#2 ユニー“中興の祖” 家田美智雄さんの物語
取引で大事な3つのこと
たぶん、そんなことがベースにあったからだろう。
家田さんは、どの立場になっても、取引姿勢についての明快な持論を社内で言い続けた。
それは、取引をするのに1番大事なことは「品質」であるということ。2番目は「価格」だ。だから同じ品質のものなら、価格の安いところから買うことを絶対原則とした。
そして3つめに来るのが「情【なさけ】」である。面倒を見てもらったり、親切にしてもらったり、懇意だったり…品質と価格が同じであるならば、情をかけて構わないと断言するとともに、自らもその姿勢をずっと貫き通した。
そんなことを繰り返し、味方をつくり、周囲を巻き込みながら、西川屋は確実に成長を重ねていった。
昭和38年(1963年)に西川屋チェンに商号変更し、翌年、マルサン(長野県)、銀杏屋(三重県)と合併。昭和46年(1971年)にほていや(神奈川県)との合併により、ユニーを設立した。
GMS(総合スーパー)の大型店をドミナント展開することで、とくに東海エリアにおいては向かうところ敵なしだった。
家田さんも、ユニー取締役、商品本部ドライ食品部長(1971年)や東海ユニー商品部食品文化部長(1972年)などを歴任して、順調にキャリアを積み重ねた。
突如人事部長に任じられる
厄年に当たる数え42歳の昭和50年(1975年)のこと――。家田さんは胆石除去の手術で入院していた。
すると見舞いがてら、10歳年上の西川俊男副社長(当時)が訪ねてきて、唐突に「人事部長をやってほしい」と切り出した。
思いもしていなかったふいの打診に反射的に拒絶した。
「勘弁してください」。即答しながら、頭の中では理由を探していた。
「自分は営業サイドで結果を残してきた人間だ。人事に関する知識はほぼない」。
ちょっと考えれば、明快だった。

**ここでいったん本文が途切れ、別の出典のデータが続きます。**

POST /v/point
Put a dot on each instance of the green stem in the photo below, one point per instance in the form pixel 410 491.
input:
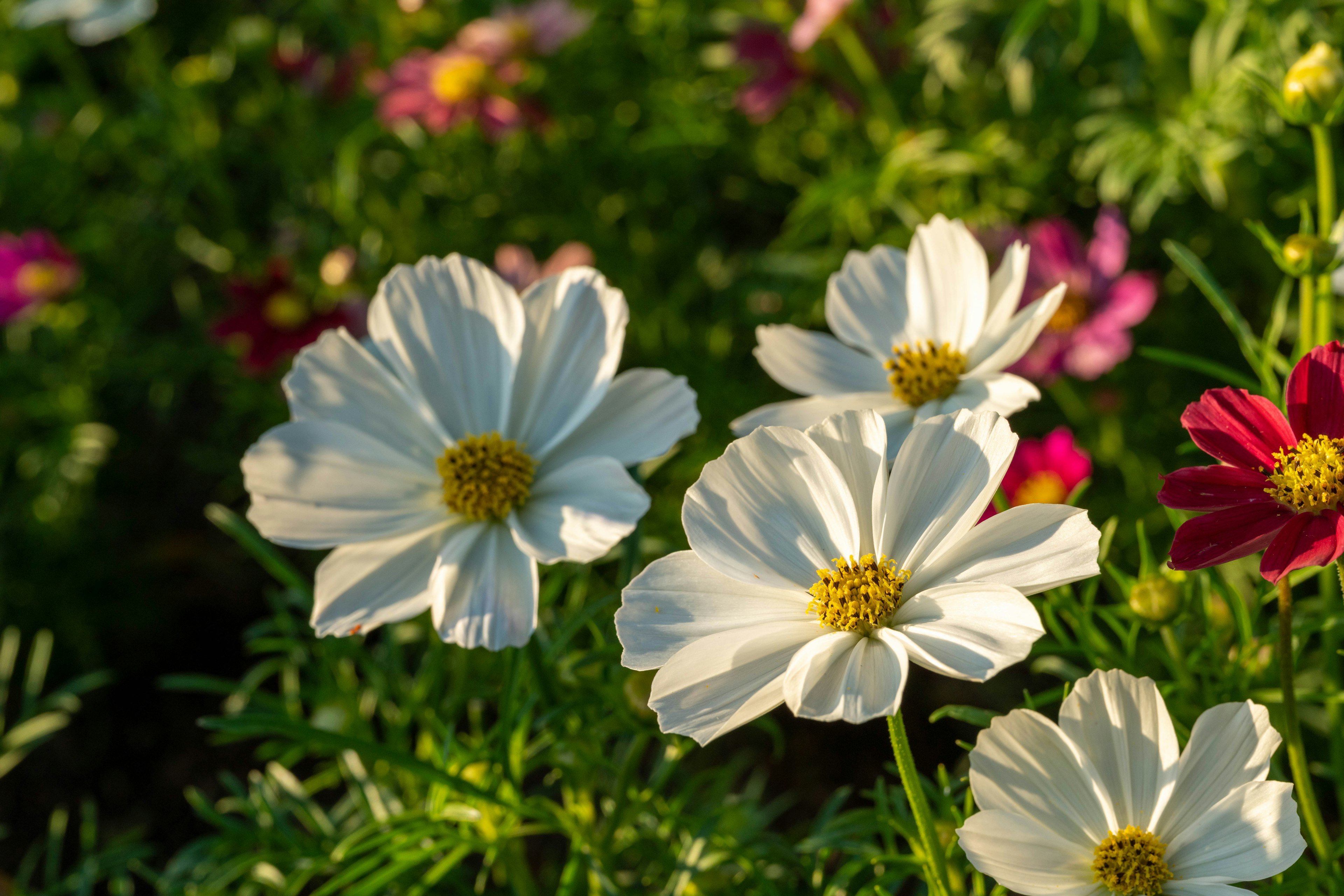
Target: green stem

きっぱりと断ったから、もはや異動の話は消えたはずだった。
ところが、退院後に出社すると、家田さんを人事部長に据える人事発令が張り出されていた。
実は、西川副社長にも家田さんを指名しなければいけない理由があった。
ユニーの経営陣と労働組合の関係が悪化していたのである。
労働組合は、話がこじれると地方労働委員会(都道府県単位で設置されている労働委員会)に駆け込み、裁定を求めた。ほとんどは労働組合側の言い分が通り、経営側は常に劣勢。石油ショック明けのこの年には実に23%のベースアップを飲まされた。
その影響で好調だったユニーは減益を喫することになる。
労働組合と正面から向き合い、渡り合える人物――。西川副社長は、話がうまく、従業員からの信望も厚い家田さんに白羽の矢を立て、大事な時期を乗り切りたいと考えたのだ。

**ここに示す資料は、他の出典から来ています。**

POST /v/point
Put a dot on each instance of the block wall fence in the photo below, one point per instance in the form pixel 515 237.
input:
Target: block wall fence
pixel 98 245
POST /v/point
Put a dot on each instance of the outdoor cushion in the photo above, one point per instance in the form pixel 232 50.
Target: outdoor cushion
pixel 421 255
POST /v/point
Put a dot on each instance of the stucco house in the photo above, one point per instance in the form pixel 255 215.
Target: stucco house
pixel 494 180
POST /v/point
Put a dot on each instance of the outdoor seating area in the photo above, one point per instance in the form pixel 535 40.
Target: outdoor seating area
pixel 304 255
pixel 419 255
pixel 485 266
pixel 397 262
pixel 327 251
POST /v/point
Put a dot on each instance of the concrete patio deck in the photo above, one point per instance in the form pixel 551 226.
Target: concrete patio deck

家田さんが人事部に着任してみると、小売業とは雰囲気が異なる数名の社員がいた。彼らは、労働組合対策の“専門家”を自称していた。話をしてみると、“専門家”には共通項があった。交渉をする前から弱腰の一辺倒だったのだ。
「組合はこれを聞きませんよ」とか「いやいや、そんなに甘いもんじゃないです」とか、何かをしようとすると労働組合の動きを先読みし尻込みした。
「出もしないお化けに怯えている」と家田さんの目には映った。
そこで、数か月を待たずに、“専門家”を全員交代させてしまった。
それは、「俺が前面に立ってやる!」という家田さんの不退転の決意表明だった。代わりに交渉に関しては人事部長が全権を掌握することを会社に認めてもらった。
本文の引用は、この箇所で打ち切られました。